Conducting large-scale genetic analyses, particularly in underrepresented populations, remains a significant challenge. In a prior pioneering study, we developed methodologies and protocols for robust genetic association analysis using non-invasive prenatal testing (NIPT) data.23. In this study, we conducted genetic analyses of a set of 84 maternal metabolites (abbreviated as MM) during pregnancy, leveraging genetic resources obtained from NIPT and metabolite measurements from tandem mass spectrometry among 34,394 Chinese pregnant women. These 84 metabolites included 37 amino acids, 5 hydrophilic vitamins, 5 hydrophobic vitamins, 13 hormones, and 24 trace elements and heavy metals. Of these metabolites, 52 have not been studied in East Asians, and 11 have not been investigated globally before (Table S1). The exact number of participants involved for each metabolite was detailed in Table S2. We performed both single- and multi-trait genome-wide association analyses to identify genetic signals that significantly contribute to plasma metabolite levels and to estimate SNP heritability. We compared the genetic effects of the same metabolite measurements estimated from both pregnancy participants and non-pregnancy individuals. Additionally, we conducted wald ratio estimation and colocalization analyses to identify pleiotropic effects among metabolites in the context of the KEGG pathway and between metabolites and several pregnancy phenotypes reported in a companion study. Finally, we applied mendelian randomization to investigate the potential causal effects of pregnancy metabolites on disease traits in East Asian populations. This study represents the largest scale metabolite genome-wide association study in underrepresented East Asian populations and has provided the first insight into the genetic basis of the plasma level of 84 metabolites during pregnancy.
Results
Study design and phenotypic distribution of the 84 metabolites
The 34, 394 pregnant participants were recruited during their routine obstetric examinations in the city of Shenzhen, South China. The expense of the non-invasive prenatal test (NIPT) is covered by the government and the insurance in the Shenzhen city. When NIPT is provided, each participant was asked if they would like to partake in the pregnancy nutrition program for screening of metabolites. We did not identify a a difference of ages between participants partaking in the nutrition programs and those did not. The mean age of the participants was 30 years (standard deviation [s.d.] 4.9), and the mean gestational week for blood sampling was 16 weeks plus 3 days (s.d. 4.1 weeks) (Table S2). Non-invasive prenatal tests (NIPT) were provided as a routine prenatal screening test24, while tandem mass spectrometry (MS/MS) assays of 84 metabolites covering four categories were offered as an additional screening option to monitor the metabolite status of the participants using the same tube of blood plasma.

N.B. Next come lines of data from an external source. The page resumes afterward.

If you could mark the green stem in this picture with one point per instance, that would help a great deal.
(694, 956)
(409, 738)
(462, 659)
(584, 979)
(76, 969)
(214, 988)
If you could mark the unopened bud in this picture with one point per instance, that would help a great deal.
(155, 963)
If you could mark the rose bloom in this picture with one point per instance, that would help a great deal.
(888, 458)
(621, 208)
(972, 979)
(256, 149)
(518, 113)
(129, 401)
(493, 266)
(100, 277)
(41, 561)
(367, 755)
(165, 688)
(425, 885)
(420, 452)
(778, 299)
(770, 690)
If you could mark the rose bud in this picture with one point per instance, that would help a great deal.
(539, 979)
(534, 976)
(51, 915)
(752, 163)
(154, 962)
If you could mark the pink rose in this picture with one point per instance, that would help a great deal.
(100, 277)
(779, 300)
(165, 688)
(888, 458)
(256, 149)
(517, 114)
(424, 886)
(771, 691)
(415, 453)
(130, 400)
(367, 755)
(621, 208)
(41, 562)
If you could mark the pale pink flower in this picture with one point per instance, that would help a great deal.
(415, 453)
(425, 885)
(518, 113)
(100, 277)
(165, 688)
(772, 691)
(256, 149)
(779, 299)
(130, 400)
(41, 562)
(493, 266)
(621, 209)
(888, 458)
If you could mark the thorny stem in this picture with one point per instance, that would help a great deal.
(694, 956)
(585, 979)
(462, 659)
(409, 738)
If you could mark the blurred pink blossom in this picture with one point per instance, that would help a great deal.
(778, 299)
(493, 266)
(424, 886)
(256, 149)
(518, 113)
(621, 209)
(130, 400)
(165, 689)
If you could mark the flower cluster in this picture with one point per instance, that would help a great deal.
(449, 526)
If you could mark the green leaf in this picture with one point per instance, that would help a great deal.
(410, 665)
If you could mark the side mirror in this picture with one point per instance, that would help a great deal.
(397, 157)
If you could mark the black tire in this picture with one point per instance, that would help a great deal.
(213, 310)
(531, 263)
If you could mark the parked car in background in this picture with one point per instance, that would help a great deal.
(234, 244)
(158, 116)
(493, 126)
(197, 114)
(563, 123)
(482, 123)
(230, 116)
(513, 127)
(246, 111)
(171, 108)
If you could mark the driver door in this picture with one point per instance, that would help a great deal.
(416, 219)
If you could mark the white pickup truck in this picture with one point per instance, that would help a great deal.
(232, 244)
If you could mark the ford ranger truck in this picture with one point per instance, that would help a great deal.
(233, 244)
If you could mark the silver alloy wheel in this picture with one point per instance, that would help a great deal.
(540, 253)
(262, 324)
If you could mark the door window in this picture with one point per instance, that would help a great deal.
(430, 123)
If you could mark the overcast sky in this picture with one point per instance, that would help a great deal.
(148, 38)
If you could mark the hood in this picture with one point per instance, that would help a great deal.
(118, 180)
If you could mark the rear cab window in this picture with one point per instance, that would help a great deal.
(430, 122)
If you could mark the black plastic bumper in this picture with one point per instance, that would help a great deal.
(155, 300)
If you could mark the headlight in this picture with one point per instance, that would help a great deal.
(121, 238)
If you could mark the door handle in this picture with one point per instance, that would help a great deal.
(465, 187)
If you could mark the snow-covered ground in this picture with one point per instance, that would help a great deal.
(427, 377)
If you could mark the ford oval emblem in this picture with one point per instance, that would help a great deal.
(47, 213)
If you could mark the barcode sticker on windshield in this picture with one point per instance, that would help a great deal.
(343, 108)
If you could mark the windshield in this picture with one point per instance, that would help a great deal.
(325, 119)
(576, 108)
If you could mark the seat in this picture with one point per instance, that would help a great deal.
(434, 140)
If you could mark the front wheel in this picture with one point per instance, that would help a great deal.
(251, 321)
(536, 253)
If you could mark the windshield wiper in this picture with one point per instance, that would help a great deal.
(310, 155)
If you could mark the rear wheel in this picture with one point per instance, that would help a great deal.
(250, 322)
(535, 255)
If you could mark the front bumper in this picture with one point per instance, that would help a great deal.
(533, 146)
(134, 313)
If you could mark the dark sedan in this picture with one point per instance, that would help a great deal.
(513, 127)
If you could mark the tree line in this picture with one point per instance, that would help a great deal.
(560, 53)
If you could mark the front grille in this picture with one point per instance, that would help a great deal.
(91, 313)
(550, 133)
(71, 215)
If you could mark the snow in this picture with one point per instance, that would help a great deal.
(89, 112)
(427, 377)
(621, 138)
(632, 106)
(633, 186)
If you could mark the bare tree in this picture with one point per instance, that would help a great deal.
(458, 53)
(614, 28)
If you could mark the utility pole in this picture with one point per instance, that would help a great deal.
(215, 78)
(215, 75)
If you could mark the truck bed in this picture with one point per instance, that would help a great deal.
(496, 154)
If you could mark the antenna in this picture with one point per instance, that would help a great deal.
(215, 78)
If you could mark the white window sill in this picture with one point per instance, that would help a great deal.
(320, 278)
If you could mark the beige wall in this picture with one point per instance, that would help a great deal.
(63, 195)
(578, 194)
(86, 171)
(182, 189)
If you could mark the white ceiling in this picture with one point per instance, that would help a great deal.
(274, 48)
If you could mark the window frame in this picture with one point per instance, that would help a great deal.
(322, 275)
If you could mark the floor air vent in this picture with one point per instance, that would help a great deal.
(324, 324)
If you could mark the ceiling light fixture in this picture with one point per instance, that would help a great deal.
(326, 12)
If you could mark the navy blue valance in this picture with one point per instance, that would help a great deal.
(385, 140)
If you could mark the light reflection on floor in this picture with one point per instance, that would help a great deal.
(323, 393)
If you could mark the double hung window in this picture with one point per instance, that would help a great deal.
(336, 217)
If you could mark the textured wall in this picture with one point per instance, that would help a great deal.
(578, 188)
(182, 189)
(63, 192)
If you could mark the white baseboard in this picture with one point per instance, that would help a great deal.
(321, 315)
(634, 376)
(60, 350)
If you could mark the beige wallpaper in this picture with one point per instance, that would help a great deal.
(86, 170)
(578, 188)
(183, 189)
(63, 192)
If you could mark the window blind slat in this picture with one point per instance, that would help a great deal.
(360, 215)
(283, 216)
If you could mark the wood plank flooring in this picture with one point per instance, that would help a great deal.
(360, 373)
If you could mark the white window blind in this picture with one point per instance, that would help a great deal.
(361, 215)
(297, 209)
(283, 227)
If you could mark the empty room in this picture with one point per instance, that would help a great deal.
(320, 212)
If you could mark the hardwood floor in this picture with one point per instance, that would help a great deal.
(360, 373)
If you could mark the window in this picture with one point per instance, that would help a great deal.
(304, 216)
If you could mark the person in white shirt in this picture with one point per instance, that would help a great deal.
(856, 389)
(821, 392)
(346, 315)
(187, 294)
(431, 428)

For the NIPT test, whole genome low-pass sequencing (0.1x - 0.3x) was carried out, and we applied NIPT sequencing of the 34,394 participants using two sequencing platforms to minimize potential technical artifacts due to low-pass sequencing. Specifically, 18,091 of them were sequenced using the blackbird sequencing machine (BB) and 16,303 were sequenced using the Seq500 sequencing machine (Seq500). We performed variation calling, genotype imputation, and genome-wide association tests for data from each platform before we move on to the meta-analysis and the multi-trait association study. The genotype imputation was performed using an adaptive hidden Markov model with a Chinese population reference panel, and we achieved imputation accuracy of 0.758 and 0.892 for BB and Seq500 data, respectively (see Methods).
In the MS/MS assay, due to limited plasma volume, we separated the samples for different assays including amino acids, hormones, water-soluble vitamins (WSV), fat-soluble vitamins (FSV), and metal elements. The plasma volume limited our capability to examine each metabolite for all the 34,394 participants. The mean effective sample size was 7595, 10973, 8225 and 12033 for amino acid, hormone, vitamin and metal elements, respectively and was detailed in Table S2. The plasma concentration of 84 metabolites followed a Gaussian distribution with the presence of outliers in a few of the metal elements (Figure 1). The mean value of the metabolites fell in the reference ranges except for 3MHis, Al, I, Ti, ALD, and vitamin D, which may be due to specific physiological status during pregnancy (Table S2).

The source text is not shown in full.